Parkinson's disease (PD) is often associated with substantial impairment of speech respiratory and phonatory control. However, the degree to which these impairments are related to abnormal laryngeal sensory function is unknown. This study examined whether individuals with PD exhibited abnormal and more asymmetric laryngeal somatosensory function compared with healthy controls, and whether these deficits were associated with disease and voice severity. Nineteen PD participants were tested and compared with 18 healthy controls. Testing included endoscopic assessment of laryngeal somatosensory function, with aerodynamic and acoustic assessment of respiratory and phonatory control, and clinical ratings of voice and disease severity. PD participants exhibited significantly abnormal and asymmetric laryngeal somatosensory function compared with healthy controls. Sensory deficits were significantly associated with timing of phonatory onset, voice intensity, respiratory driving pressure, laryngeal resistance, lung volume expended per syllable, disease severity, and voice severity. These results suggest that respiratory and phonatory control are influenced by laryngeal somatosensory function, that speech-related deficits in PD are related to abnormal laryngeal somatosensory function, and that this function may degrade as a function of disease severity. Thus, PD may represent a model of airway sensorimotor disintegration, highlighting the important role of the basal ganglia and related neural networks in the integration of laryngeal sensory input for speech-related motor control.

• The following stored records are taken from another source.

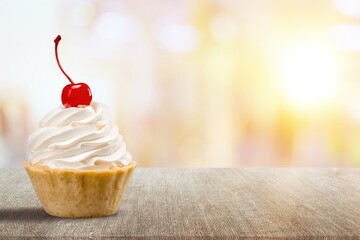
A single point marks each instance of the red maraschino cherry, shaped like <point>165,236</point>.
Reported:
<point>73,94</point>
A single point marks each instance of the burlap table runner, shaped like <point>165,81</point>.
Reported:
<point>201,203</point>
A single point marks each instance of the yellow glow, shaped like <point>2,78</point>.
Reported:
<point>308,74</point>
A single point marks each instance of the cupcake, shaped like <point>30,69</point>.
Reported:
<point>78,163</point>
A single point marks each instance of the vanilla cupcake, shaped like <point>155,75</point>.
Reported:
<point>78,163</point>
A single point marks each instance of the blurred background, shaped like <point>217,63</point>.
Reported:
<point>207,83</point>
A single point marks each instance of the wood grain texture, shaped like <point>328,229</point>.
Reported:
<point>201,203</point>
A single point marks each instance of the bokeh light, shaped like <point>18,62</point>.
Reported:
<point>192,83</point>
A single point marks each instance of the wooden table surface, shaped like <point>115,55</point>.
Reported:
<point>201,203</point>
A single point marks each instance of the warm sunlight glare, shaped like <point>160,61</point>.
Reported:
<point>308,74</point>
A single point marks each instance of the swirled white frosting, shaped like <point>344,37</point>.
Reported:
<point>78,138</point>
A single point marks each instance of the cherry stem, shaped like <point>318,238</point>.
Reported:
<point>57,40</point>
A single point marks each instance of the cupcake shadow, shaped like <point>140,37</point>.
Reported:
<point>24,214</point>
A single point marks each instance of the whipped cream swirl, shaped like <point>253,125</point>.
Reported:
<point>78,138</point>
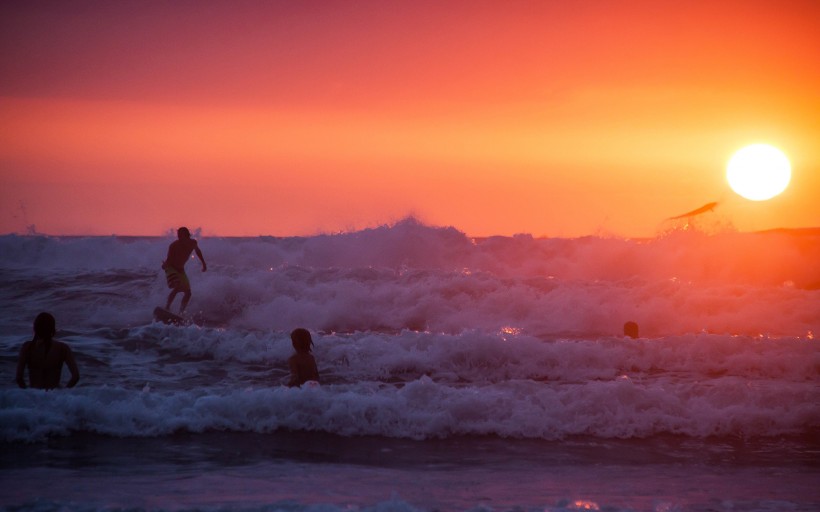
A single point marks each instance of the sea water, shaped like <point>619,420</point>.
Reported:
<point>456,374</point>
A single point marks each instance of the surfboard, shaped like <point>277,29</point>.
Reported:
<point>166,317</point>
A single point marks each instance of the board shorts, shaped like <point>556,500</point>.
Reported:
<point>177,279</point>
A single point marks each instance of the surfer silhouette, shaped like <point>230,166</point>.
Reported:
<point>302,364</point>
<point>174,265</point>
<point>44,357</point>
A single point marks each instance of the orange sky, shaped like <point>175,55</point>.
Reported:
<point>546,117</point>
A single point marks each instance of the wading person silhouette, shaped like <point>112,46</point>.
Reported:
<point>44,357</point>
<point>302,364</point>
<point>174,265</point>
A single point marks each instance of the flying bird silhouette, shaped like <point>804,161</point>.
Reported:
<point>708,207</point>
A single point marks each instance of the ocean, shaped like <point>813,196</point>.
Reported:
<point>457,374</point>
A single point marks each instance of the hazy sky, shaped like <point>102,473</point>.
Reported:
<point>556,118</point>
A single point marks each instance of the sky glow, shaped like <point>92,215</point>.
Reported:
<point>291,118</point>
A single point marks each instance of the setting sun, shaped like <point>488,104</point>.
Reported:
<point>758,172</point>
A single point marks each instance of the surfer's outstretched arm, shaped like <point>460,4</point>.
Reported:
<point>201,257</point>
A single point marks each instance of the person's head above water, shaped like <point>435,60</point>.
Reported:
<point>301,340</point>
<point>183,233</point>
<point>631,329</point>
<point>45,326</point>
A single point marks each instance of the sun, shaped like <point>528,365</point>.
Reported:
<point>758,172</point>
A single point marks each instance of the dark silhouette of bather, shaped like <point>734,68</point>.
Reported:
<point>302,364</point>
<point>44,357</point>
<point>631,329</point>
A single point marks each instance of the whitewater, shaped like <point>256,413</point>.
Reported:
<point>457,373</point>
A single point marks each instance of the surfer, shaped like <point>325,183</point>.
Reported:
<point>174,265</point>
<point>44,357</point>
<point>302,364</point>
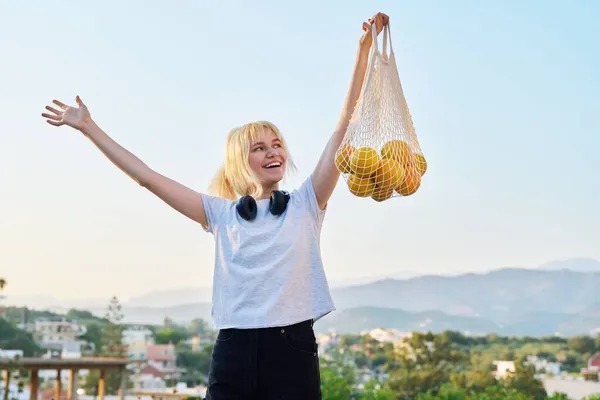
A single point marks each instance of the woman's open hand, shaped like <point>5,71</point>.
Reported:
<point>380,20</point>
<point>75,117</point>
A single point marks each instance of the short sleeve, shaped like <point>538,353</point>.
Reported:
<point>215,209</point>
<point>306,196</point>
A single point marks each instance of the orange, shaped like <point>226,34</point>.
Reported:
<point>397,150</point>
<point>364,162</point>
<point>421,163</point>
<point>342,158</point>
<point>412,181</point>
<point>361,187</point>
<point>389,175</point>
<point>382,194</point>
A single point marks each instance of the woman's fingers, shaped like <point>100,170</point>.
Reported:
<point>52,116</point>
<point>61,105</point>
<point>55,123</point>
<point>54,110</point>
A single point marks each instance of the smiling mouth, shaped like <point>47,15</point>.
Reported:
<point>273,165</point>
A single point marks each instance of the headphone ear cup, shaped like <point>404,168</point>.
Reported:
<point>246,208</point>
<point>278,202</point>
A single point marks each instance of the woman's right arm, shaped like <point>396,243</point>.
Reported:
<point>183,199</point>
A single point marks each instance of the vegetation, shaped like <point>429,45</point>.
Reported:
<point>427,366</point>
<point>111,345</point>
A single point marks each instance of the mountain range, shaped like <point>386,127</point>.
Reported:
<point>560,297</point>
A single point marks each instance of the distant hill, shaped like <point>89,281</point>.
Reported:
<point>552,298</point>
<point>502,296</point>
<point>572,264</point>
<point>356,320</point>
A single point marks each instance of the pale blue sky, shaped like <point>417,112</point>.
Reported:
<point>504,96</point>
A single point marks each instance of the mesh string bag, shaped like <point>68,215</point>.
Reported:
<point>380,156</point>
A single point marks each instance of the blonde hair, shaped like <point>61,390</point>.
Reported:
<point>235,178</point>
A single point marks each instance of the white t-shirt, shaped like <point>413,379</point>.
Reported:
<point>268,272</point>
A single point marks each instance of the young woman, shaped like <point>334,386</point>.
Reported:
<point>269,284</point>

Design of a new somatosensory stimulus delivery device for measuring laryngeal mechanosensory detection thresholds in humans.

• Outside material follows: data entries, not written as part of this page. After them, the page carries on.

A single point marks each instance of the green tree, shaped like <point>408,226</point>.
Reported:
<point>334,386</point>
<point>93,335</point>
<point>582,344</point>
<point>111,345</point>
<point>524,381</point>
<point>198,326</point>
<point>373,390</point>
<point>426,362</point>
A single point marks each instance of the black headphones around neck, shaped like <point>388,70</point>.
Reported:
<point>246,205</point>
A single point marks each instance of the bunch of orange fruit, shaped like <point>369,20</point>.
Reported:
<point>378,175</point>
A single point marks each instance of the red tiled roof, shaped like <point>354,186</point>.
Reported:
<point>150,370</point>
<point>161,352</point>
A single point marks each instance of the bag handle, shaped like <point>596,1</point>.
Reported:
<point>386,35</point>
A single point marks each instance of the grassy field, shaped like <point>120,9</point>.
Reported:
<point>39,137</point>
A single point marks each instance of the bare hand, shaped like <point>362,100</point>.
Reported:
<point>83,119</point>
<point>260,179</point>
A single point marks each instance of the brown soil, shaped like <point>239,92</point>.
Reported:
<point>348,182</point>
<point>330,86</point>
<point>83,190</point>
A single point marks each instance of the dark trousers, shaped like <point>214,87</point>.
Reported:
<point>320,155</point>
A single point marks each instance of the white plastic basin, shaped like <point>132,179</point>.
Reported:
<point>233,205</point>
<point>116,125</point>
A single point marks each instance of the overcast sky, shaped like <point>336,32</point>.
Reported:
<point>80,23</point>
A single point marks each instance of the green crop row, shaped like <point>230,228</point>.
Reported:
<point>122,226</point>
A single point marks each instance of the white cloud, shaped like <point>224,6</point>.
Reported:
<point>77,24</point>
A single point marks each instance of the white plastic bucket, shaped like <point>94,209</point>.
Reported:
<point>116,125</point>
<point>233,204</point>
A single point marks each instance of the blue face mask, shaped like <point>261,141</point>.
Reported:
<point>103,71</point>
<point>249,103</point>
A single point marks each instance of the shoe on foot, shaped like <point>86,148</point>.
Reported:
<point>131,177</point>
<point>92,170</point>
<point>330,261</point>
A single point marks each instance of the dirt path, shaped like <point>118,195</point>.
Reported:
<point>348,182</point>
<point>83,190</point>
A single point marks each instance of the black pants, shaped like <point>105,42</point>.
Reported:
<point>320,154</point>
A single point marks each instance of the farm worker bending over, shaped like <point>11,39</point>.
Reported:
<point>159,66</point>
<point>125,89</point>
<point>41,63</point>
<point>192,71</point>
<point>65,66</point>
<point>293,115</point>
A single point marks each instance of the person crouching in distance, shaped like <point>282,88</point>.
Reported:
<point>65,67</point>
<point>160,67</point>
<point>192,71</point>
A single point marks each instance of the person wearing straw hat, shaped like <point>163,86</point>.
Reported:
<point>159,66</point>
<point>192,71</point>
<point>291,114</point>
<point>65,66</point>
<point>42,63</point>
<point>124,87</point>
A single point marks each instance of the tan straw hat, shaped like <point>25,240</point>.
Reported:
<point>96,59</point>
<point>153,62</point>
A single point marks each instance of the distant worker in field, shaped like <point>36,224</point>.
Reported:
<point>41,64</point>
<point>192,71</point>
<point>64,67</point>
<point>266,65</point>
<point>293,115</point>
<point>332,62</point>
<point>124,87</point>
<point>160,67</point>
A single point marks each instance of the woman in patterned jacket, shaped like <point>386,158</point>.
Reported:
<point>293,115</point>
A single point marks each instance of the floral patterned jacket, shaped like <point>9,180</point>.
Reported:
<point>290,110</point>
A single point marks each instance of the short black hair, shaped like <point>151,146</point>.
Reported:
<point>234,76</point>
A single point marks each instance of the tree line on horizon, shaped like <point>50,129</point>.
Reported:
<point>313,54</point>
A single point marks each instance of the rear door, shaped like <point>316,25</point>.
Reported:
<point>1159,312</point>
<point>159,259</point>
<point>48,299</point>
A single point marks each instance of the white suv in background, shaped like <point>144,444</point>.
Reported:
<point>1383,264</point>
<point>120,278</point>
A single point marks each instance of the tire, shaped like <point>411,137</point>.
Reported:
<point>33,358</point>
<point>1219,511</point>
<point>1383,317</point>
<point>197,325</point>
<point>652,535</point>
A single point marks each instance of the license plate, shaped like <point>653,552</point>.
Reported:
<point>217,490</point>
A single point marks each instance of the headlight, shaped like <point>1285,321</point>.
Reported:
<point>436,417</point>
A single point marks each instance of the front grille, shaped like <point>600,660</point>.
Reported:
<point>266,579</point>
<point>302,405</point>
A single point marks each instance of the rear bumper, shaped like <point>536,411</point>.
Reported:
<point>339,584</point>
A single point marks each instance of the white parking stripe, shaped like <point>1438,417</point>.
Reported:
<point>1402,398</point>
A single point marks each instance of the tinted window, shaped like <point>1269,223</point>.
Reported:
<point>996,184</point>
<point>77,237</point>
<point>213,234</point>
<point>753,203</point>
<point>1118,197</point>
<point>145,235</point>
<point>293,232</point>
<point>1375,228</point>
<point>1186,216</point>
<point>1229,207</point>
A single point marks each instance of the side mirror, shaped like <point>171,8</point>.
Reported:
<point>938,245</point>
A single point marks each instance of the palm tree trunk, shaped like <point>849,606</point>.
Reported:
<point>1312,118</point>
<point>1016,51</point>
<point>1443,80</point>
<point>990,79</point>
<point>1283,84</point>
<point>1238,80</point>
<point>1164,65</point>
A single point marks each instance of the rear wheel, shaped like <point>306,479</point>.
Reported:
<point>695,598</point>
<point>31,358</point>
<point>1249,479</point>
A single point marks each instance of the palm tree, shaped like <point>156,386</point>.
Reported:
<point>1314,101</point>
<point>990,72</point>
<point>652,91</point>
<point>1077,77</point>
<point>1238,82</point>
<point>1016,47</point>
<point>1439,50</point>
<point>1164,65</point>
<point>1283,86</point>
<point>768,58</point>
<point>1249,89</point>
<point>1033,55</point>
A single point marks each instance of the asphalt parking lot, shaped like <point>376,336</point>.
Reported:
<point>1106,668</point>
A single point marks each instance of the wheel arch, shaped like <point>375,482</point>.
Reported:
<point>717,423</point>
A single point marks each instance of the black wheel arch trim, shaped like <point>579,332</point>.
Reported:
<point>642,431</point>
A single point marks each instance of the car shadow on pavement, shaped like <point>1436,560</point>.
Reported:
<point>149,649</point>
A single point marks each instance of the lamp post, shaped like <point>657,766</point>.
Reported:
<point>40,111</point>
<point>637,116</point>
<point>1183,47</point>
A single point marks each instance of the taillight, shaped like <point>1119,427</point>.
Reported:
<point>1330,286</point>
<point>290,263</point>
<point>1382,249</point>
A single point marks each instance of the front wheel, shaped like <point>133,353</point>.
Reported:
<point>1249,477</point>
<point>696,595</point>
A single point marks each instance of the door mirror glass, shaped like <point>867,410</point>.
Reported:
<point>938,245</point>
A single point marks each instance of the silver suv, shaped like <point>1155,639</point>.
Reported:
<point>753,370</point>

Laryngeal control is essential for airway protection, breathing, deglutition, speech, and voice. Unfortunately, integration of laryngeal sensory assessment in research and clinical practice is limited by technical and practical limitations of commercially available technology. A commercial device is available, but reported limitations include procedural complexity requiring two or three individuals to operate, limited stimulus dynamic range, device generated noise, and questionable stimulus reproducibility. The objective of this study was to design a new laryngeal somatosensory stimulus delivery device that provides direct, reliable control over the timing, duration, and dynamic range of stimulus presentation, and test the device in individuals who may manifest a laryngeal sensory deficit. The new device operates silently and has more than four times greater stimulus dynamic range than the commercial device. Testing with the new device revealed laryngeal mechanosensory detection thresholds in an individual with Parkinson's disease that were seven times higher than those of healthy controls. These data would have otherwise gone undetected due to limited stimulus dynamic range in the commercial device. The new design resulted in a new assessment instrument that is simple to use for routine clinical assessment, yet sufficiently versatile for integration within rigorous clinical research protocols.